Fast forward to 2014. I have three kids of my own now ages 13, 11 and 8 years old each with different athletic abilities and desires. However, it’s my eldest daughter that I relate to the most. She is a girl that may be her father’s “mini me,” but is definitely cut from my cloth. We both lack hand-eye coordination needed in many team sports, but both deeply desire that feeling of belonging. She not only lacked the hand-eye coordination but was diagnosed at age three with dyspraxia, a learning disability that affects gross and fine motor skills, and speech apraxia. The therapists had recommended horseback riding to help improve her gross motor skills and build her core muscles and give her physical activity.
That fall my daughter asked me if she could take a break from horseback riding as it was constantly interfering with her inter-county soccer team. And the rule at the time was that horseback riding took precedence over soccer as it was recommended by her therapists, very expensive, hard to get into the stable and quite frankly everyone in the family had already sacrificed other activities and so much time (the stables were a half hour away) for her to follow her passion. My initial reaction was “no.” No… because horseback was a sport that she was good at. No… because we had invested so much money in riding. No… because it meant we would need to find a new stable. No… because her position on the soccer team was “sub.” However, “no” was not my answer. I said, “yes.” “Yes” because I know how important it is for her own self esteem to feel part of a team. Yes… because I know that there are valuable lessons and responsibilities that one learns from being a team player. And Yes… because the pure joy she finds in the comradery and friendship of her teammates.

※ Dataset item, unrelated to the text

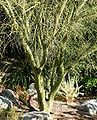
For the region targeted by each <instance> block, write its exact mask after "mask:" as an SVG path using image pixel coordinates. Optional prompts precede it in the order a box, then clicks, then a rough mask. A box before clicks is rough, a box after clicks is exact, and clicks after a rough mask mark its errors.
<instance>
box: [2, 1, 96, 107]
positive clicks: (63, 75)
mask: <svg viewBox="0 0 97 120" xmlns="http://www.w3.org/2000/svg"><path fill="white" fill-rule="evenodd" d="M0 4H1V5H0V14H1V15H0V60H1V61H2V63H3V65H4V67H3V72H6V74H5V76H4V77H3V79H2V80H3V82H4V83H5V84H7V86H9V87H10V86H11V87H13V88H14V87H15V86H16V85H18V84H19V85H24V86H25V87H26V88H27V87H28V85H29V84H30V83H31V82H33V81H34V82H36V89H37V91H38V93H39V94H40V93H42V90H40V86H41V83H43V84H42V85H43V90H44V91H45V92H46V94H45V93H42V94H41V95H42V96H41V95H40V96H41V97H40V101H41V100H43V99H44V98H43V97H44V96H45V100H46V102H47V100H49V98H50V97H51V94H52V93H56V92H57V90H58V88H59V87H60V85H61V82H62V81H63V80H66V79H68V74H70V76H75V75H76V76H77V77H79V85H83V88H82V91H83V90H84V92H85V94H86V95H89V94H90V92H91V94H92V92H93V90H94V89H95V90H96V77H97V76H96V69H97V62H96V60H97V59H96V54H97V52H96V51H97V7H96V6H97V2H96V0H64V1H63V0H45V1H41V0H24V1H21V0H0ZM37 76H38V78H37ZM37 79H38V80H37ZM9 81H10V83H9ZM39 81H40V82H39ZM13 83H14V86H13ZM90 88H91V89H90ZM55 91H56V92H55ZM54 96H55V95H54ZM42 98H43V99H42ZM42 102H43V101H42ZM42 107H43V106H42Z"/></svg>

Did I mention that she ended the last game of last season with not only the winning goal of the game, but the only goal of the game, the tie breaking goal of the game and her first goal ever? It was such a proud moment for both her and us (the parents) too. I promise this really happened. It was like a movie and so surreal. She was elated!

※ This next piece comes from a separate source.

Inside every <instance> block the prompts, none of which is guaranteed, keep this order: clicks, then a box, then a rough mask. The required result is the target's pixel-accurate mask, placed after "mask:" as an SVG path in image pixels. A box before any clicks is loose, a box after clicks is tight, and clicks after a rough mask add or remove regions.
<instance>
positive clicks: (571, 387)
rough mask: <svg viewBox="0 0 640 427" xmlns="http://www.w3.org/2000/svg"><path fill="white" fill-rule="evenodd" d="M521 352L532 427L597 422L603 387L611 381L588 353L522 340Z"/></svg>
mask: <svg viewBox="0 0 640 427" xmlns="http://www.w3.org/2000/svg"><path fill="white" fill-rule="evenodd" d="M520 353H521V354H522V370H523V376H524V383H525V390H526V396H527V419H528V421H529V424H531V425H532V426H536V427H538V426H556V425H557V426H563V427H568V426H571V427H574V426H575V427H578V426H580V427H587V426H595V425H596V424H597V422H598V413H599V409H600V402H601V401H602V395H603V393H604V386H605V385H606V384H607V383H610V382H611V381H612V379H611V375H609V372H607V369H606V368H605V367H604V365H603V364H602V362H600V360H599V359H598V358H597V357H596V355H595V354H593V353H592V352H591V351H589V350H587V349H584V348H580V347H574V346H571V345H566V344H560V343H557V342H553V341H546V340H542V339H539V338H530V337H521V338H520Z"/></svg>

We were elated. Her self-confidence soared! She was the hero.
Her teammates picked her up and her coach that knew she struggled just beamed with pride. He was not an easy coach. He worked those girls hard and yelled loudly and frequently. Many of the girls left the team years earlier, but the core stayed (my daughter being one). They worked hard. He worked them hard. He was not a coach for the squeamish so his pride was worth gold.
Team spirit builds so much more than just athletes.

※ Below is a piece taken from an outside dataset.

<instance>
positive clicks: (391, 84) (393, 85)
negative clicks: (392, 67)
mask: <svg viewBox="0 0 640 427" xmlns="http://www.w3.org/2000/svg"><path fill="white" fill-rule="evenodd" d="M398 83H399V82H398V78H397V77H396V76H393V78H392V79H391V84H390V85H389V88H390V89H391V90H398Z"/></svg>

Being part of a team builds self-confidence, friendship, sportsmanship, responsibility, cooperation, work ethic, empathy, character, mental strength, balance and agility as well as athletic skills too.
As an adult, I found a local women’s soccer team about four years ago. Many of the teammates have come and gone, but the core remains the same. The level of skills varies, but the feeling of belonging to the team is unbeatable! Though I am still not the best player or even close, my own skills have improved significantly over the years as well as my confidence. The confidence alone is a game changer not just in soccer, but throughout one’s life.
So, I leave you with this: It’s never too late to join a team, be it through school or town, just for fun or leisure or not even sports related. Even if you are a busy career professional, participating in a team sport at work or outside of work will do wonders for your self confidence, not to mention having a fun and awesome workout.
Go out and create some team spirit. #dontbackdown
Lori Sternberg, NASM CPT, FNS & PN1 ACE Group Ex, is a certified personal trainer and nutritional coach. She has worked with both corporate and private clients and creates individual programs specific to her client’s needs.